Violencia de cárteles siembra temor y desgasta la vida cotidiana en Nayarit

La disputa entre grupos delictivos ha dejado amenazas, ejecuciones y una sensación creciente de abandono institucional, advierten autoridades y periodistas

En las últimas semanas la tranquilidad de barrios y pueblos de Nayarit se ha visto fracturada por enfrentamientos entre grupos delictivos que, según reportes de El Universal y Milenio, han escalado desde amenazas públicas hasta ejecuciones selectivas. La Fiscalía General de Nayarit reconoce un repunte en hechos violentos que tiene a familias encerradas en sus casas y a comerciantes reduciendo horarios por miedo a ser víctimas.

Una vecina de Tepic que pidió no ser identificada contó a este diario cómo la escuela de su hijo cerró temprano tras advertencias en redes sociales: “Ya no sabemos si salir a la tienda, ni a la plaza, los niños extrañan jugar en la calle”, dijo. Historias similares se repiten en municipios como Bahía de Banderas y Compostela, donde, según registros periodísticos de Proceso, patrullajes extraordinarios han sido visibles pero insuficientes para recuperar la sensación de seguridad.

Especialistas consultados por La Jornada alertan que la estrategia predominantemente militarizada no ha solucionado las causas profundas del conflicto: impunidad, economía informal y redes de corrupción local que facilitan la disputa por rutas y plazas. La presencia de la Guardia Nacional y de la Secretaría de Seguridad Pública estatal ha servido para contener episodios, pero no para desarticular las estructuras criminales que operan en la región, según fuentes oficiales.

El impacto económico y social es palpable. Comercios reportan caída en ventas, el turismo en zonas costeras registra cancelaciones y proyectos comunitarios han suspendido actividades. Para muchos, la violencia no es solo un número en un informe, es la pérdida de certezas cotidianas: los abuelos que dejar de cuidar a los nietos, los jóvenes que ven cerrarse oportunidades laborales y los desplazados internos que buscan refugio en familiares.

Autoridades estatales han señalado avances en investigaciones y detenciones puntuales, pero los colectivos de víctimas y organizaciones civiles cuestionan la eficacia y transparencia de esos procesos. Organizaciones como México Evalúa y Fundar, citadas por Animal Político, piden mayor rendición de cuentas y estrategias de prevención que incluyan inversión social en salud, educación y empleo para jóvenes en riesgo.

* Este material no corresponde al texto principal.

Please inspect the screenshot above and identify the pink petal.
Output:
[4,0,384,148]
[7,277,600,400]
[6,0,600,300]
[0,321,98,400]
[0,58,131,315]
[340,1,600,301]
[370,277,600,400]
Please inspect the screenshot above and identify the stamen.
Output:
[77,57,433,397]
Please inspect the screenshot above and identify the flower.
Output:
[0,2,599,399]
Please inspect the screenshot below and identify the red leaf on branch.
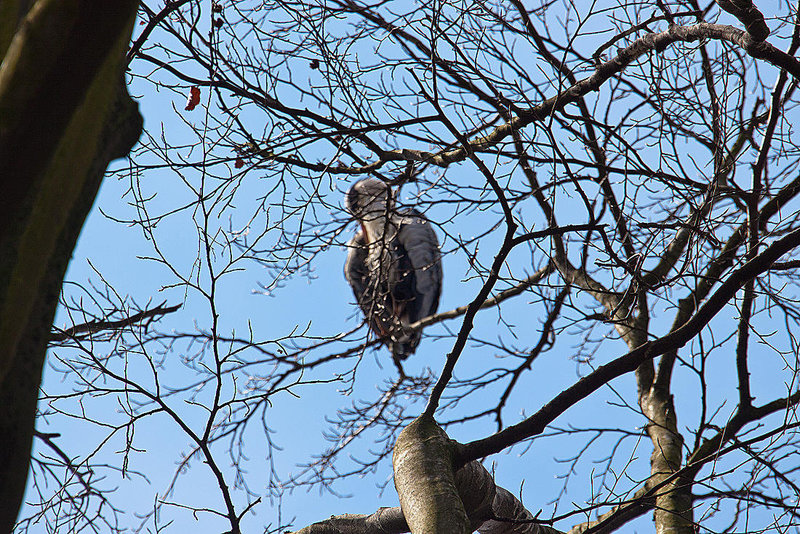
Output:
[184,85,200,111]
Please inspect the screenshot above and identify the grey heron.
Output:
[344,178,442,361]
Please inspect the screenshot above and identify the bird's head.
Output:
[345,178,393,224]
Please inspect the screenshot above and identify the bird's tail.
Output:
[391,332,421,361]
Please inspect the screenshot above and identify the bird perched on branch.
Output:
[344,178,442,361]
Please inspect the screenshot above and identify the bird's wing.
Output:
[397,209,442,322]
[344,231,371,314]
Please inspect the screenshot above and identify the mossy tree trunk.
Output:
[0,0,142,532]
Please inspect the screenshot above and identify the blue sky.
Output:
[18,4,796,533]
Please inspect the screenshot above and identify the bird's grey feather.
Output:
[345,179,442,360]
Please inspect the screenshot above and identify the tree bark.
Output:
[0,0,142,532]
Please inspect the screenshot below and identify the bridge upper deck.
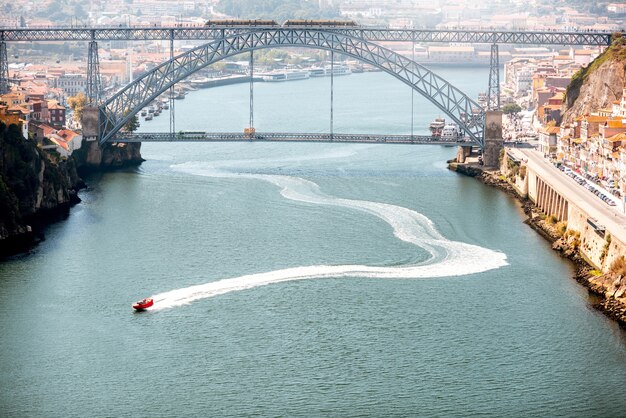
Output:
[0,26,612,46]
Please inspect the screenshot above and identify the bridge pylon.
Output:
[487,44,500,110]
[87,32,102,106]
[0,39,9,94]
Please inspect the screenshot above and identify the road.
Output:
[507,148,626,243]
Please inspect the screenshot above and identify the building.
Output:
[56,74,87,96]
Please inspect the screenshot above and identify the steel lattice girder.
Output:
[0,26,612,46]
[99,28,485,148]
[115,132,436,144]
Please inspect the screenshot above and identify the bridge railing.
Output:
[0,26,612,46]
[109,131,470,144]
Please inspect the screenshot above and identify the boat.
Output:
[429,118,446,137]
[441,123,461,142]
[262,70,310,82]
[478,92,488,108]
[133,298,154,311]
[309,67,326,77]
[324,64,352,77]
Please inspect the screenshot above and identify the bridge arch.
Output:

Ante este escenario, voces locales proponen medidas concretas: fortalecer policías municipales con controles de confianza, abrir canales de denuncia seguros, impulsar programas de empleo juvenil y reconstruir tejido social a través de cultura y deporte. Expertos insisten en que sin una estrategia integral que combine seguridad, justicia y desarrollo, la violencia seguirá reconfigándose como olas que golpean las mismas comunidades.

En Nayarit, la guerra entre cárteles no solo es un problema de seguridad pública; es una crisis que muestra la urgencia de políticas con rostro humano. Como apunta la Fiscalí­a estatal en sus comunicados, el desafío es grande y requiere decisiones claras hoy para evitar que generaciones enteras crezcan normalizando el miedo.